For his tests, Krebs installed trial versions of a dozen top anti-virus and security suites on a virtual machine running Windows Vista, and then checked each product's executable files using Microsoft's process Explorer tool.
This, he explained in his security blog, "provides a mass of information about processes running on your Windows system, including whether or not those processes invoke DEP and/or ASLR."
"Among the anti-virus products that used neither ASLR nor DEP were AVAST Home Edition, AVG Internet Security 9.0, BitDefender Internet Security 2010, ESET Smart Security, F-Secure Internet Security, Norton Internet Security 2010, Panda Internet Security 2010 and Trend Micro Internet Security 2010", he said.
According to Krebs, Microsoft Security Essentials was the only product that used both ASLR and DEP consistently on Windows Vista - although interestingly, it does not invoke DEP on Windows XP.
"Other anti-virus suites I tested used either ASLR or DEP (or both), but only in some applications that make up the suite", he said, adding that, as an example, McAfee Internet Security's `mcagent.exe' program runs both ASLR and DEP, while four other executable processes spawned by the program ran DEP but not ASL," he said.
"Similarly, I found that the anti-virus suite from Avira ran its main avguard.exe program in ASLR mode but did not use DEP. The rest of the program files that ship with this product run neither ASLR nor DEP. Kaspersky Internet Security had DEP enabled on just one process (the browser plug-in), and did not invoke ASLR with any program components", he added.
Krebs notes that DEP and ASLR are not panaceas, but that security researchers have come up with a number of clever ways to bypass these protection mechanisms.

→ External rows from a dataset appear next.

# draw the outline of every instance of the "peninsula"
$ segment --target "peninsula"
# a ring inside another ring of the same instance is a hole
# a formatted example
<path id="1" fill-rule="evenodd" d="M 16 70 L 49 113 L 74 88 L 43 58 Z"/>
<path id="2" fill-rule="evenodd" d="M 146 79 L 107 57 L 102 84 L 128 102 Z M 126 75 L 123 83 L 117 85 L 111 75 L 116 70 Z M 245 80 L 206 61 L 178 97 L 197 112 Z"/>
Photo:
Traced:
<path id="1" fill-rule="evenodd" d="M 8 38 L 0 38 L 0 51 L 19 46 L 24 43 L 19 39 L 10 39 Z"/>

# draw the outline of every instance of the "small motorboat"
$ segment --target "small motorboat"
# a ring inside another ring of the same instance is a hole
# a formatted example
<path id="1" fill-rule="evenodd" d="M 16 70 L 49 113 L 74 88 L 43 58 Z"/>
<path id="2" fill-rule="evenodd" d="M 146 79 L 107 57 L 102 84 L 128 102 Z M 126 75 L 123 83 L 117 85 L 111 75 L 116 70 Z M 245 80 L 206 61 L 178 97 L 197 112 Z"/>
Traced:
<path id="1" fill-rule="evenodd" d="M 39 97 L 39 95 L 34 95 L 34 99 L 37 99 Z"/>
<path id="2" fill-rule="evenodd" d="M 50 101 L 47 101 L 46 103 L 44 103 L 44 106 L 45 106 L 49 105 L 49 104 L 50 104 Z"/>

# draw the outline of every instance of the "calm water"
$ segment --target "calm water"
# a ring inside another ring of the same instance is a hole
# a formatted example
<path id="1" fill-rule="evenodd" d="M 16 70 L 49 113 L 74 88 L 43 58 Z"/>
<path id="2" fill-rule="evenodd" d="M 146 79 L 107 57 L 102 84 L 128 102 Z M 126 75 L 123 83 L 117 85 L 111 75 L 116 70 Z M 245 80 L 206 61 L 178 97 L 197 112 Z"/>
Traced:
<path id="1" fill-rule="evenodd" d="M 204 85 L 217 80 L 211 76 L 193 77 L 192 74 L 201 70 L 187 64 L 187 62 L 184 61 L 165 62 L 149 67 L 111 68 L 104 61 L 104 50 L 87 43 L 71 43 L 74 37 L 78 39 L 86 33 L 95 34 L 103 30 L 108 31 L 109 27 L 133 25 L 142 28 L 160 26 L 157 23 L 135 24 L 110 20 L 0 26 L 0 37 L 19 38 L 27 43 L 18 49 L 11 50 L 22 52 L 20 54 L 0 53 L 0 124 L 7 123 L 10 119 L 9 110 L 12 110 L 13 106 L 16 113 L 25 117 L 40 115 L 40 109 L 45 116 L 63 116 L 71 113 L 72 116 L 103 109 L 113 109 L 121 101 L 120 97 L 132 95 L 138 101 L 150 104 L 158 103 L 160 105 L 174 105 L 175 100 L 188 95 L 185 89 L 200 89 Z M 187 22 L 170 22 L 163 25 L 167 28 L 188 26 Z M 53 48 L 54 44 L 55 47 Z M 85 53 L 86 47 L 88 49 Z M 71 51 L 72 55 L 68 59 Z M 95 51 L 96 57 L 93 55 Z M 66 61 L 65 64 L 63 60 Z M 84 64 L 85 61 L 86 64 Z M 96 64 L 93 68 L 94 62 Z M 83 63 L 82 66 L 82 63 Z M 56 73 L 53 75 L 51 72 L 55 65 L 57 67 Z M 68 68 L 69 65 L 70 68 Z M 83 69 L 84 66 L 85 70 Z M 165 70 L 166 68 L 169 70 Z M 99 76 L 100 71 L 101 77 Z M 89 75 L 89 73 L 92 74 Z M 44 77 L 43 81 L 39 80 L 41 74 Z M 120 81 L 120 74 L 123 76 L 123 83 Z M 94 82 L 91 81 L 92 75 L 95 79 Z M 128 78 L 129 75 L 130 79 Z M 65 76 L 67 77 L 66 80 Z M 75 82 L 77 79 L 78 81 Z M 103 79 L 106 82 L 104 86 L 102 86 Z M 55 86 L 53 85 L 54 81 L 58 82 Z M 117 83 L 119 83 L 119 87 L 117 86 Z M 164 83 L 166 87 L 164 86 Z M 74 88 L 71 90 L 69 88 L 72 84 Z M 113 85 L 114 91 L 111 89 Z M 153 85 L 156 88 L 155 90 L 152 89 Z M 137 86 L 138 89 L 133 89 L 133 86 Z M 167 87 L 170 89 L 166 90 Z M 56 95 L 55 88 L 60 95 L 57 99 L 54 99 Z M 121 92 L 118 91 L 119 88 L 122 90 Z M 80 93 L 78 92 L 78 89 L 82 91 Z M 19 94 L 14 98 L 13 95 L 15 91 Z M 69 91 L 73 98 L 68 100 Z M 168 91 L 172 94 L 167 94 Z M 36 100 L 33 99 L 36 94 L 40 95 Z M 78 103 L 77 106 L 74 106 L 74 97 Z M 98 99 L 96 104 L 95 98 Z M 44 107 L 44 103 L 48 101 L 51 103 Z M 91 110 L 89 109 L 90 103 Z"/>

"Still, it's interesting to note the lack of these features in anti-virus products for two reasons: First, even researchers who have developed exploits to work around these protections say the two technologies raise the bar significantly for malicious coders", he said.
"Second, anti-virus products are not immune to introducing their own exploitable software flaws", he added.
Because of his findings, Krebs sought comment from all of the anti-virus vendors whose products he examined, with the exception of Microsoft, and received a few responses.
"Most either downplayed the usefulness of the two technologies in combating today's threats, or said that they planned to implement the protections in upcoming releases", he said.
Krebs quotes Mikko Hypponen from F-Secure as saying that adding support for DEP and ASLR in F-Secure's products is on our roadmap, but has not been implemented yet.
This is, he said, "because we've focused our development efforts lately to focus on performance. Once we have this feature ready, it will be available to all of our customers through our update channel."